Audio: So the next example we have here "Smith's (2010) results are less likely to be generalizable." So what the author is saying here is that although Smith (2016) found a connection, we really can't generalize those results because there's too small of a population. So we're taking that information that Smith (2016) presented, and we're commenting on it, and saying, well, actually, you know, although this is what they found, this is what the author found, we can't generalize it, right? So we're adding to this information, commenting on this evidence, explaining what it means or how we can use it, right? That's another way to think about this--analysis is explaining how we can use this information or how I, as the author, might be using this information in my discussion.
Visual: The following example is added to the slide:
New nurses experience less burnout with a strong mentoring program (Dusek, 2014).
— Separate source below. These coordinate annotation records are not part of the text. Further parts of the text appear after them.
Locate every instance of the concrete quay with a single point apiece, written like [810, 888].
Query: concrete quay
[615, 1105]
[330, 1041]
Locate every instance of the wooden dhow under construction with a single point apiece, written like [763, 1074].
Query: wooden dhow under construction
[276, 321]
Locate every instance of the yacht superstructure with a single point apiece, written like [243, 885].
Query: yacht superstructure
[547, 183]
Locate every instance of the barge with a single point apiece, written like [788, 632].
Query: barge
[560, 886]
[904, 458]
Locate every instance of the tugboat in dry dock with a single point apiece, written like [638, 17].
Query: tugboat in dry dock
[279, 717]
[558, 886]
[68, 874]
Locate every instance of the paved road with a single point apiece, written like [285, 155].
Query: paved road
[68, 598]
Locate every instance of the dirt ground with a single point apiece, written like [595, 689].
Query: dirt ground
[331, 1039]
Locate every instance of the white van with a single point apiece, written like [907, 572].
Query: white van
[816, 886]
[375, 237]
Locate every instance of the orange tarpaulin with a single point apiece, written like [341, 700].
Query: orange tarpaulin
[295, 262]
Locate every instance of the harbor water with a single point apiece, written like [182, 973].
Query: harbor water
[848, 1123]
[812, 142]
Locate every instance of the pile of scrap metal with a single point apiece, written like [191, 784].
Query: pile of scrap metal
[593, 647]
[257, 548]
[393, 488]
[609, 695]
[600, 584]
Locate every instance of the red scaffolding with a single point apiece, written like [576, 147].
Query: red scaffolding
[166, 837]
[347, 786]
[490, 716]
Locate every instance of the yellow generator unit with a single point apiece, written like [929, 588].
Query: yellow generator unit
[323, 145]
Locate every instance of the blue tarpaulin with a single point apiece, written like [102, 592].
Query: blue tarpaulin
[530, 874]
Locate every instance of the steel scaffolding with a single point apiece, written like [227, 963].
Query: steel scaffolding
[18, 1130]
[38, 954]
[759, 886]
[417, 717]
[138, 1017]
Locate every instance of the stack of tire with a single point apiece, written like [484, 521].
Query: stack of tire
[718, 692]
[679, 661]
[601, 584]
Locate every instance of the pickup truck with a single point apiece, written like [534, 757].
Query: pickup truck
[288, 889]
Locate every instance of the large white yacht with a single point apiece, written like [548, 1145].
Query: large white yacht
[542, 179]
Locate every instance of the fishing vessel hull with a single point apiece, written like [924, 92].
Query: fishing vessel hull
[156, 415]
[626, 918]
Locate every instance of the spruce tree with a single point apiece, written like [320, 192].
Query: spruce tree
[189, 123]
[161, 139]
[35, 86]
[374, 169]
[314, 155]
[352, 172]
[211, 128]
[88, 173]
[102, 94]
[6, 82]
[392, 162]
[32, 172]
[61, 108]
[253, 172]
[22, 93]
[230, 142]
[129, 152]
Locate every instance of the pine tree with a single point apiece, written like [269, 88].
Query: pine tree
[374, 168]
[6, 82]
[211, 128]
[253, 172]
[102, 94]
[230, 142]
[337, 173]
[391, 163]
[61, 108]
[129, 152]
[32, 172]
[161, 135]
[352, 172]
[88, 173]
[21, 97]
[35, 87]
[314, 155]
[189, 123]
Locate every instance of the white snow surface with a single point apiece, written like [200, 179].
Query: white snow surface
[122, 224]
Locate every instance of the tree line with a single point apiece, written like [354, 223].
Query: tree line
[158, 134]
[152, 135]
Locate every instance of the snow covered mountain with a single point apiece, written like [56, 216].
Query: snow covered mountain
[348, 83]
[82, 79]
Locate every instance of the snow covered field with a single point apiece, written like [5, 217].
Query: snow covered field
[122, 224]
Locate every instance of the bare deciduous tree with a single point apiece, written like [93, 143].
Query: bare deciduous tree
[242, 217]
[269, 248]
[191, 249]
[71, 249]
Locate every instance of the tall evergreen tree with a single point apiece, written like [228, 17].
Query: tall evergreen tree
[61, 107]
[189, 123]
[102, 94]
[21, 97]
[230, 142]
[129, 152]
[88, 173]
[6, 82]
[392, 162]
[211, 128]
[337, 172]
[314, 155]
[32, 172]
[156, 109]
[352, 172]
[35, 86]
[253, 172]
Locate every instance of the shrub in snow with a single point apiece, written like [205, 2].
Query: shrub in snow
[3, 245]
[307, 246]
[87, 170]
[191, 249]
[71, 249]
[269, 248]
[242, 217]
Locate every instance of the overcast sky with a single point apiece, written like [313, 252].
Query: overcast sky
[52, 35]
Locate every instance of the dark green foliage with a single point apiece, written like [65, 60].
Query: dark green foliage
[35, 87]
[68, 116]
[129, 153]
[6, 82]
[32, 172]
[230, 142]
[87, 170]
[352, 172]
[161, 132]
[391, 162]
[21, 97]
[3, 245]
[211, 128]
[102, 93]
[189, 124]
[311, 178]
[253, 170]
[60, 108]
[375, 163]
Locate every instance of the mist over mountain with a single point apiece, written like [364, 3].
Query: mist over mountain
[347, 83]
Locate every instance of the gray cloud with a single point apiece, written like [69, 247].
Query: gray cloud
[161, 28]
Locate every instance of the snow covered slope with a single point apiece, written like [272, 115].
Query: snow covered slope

I have seen this research hold true in my hospital where our mentoring program helps new hires avoid burnout.
Audio: All right, another example. So this is a sentence of evidence. And then our analysis. Now, this is a little bit of a different kind of piece of analysis, right? We're using "I" and in this sentence, the author is taking what Dusek (2014) has said and applying it to their own context, to their own hospital. This is just another kind of analysis where what the, the student is doing is taking the information and applying it to their own context. And that's perfectly acceptable in certain situations and certain kinds of papers, right. In some of papers you're asked to reflect on your reading and apply it to your own organization, or your own experiences, and this is a place where you can do that, right? You can use that evidence that you found and apply it to your own context and explain how it relates to your own, to your own experiences.
As long as you're pairing analysis and evidence together, you only need to cite in that evidence sentence. So it's very clear in these examples, right, that the first sentence comes from a source. And then the second sentence, because there's no citation, that's where the the reader knows that the author is adding their own analysis.
So all of these are examples, all of these sentences in bold, are examples of analysis. But they are all a little bit different, right? All of them kind of take a different tone. They take a little bit of a different approach. And that's perfectly okay. Analysis is very personal to the individual writer. The approach you take is very individual to how you're using that evidence and your purpose for using that evidence as well. So analysis is really driven by the purpose of how you're using that evidence, okay? So it's really important to be very intentional with your analysis, and think, okay, I've included this evidence. I've included this information for my source. Now, why did I include it? What do I want my reader to get from this information? That's really what you to want to sort of represent in your analysis. And that's why analysis is so important, because it's really about showing, as the author, your purpose for including information and how you're using it.
Visual: Slide changes to show the following: What do you want the reader to walk away from that paragraph knowing, understanding, or believing?
Audio: So this is another way to think about it. What do you want the reader to walk away from that paragraph knowing, understanding, or believing? And this can be a question you can ask yourself. You can write it down and have it on top of your computer. And your answer to that question is your analysis, right? That's what you want to include, and represent, and state in that paragraph.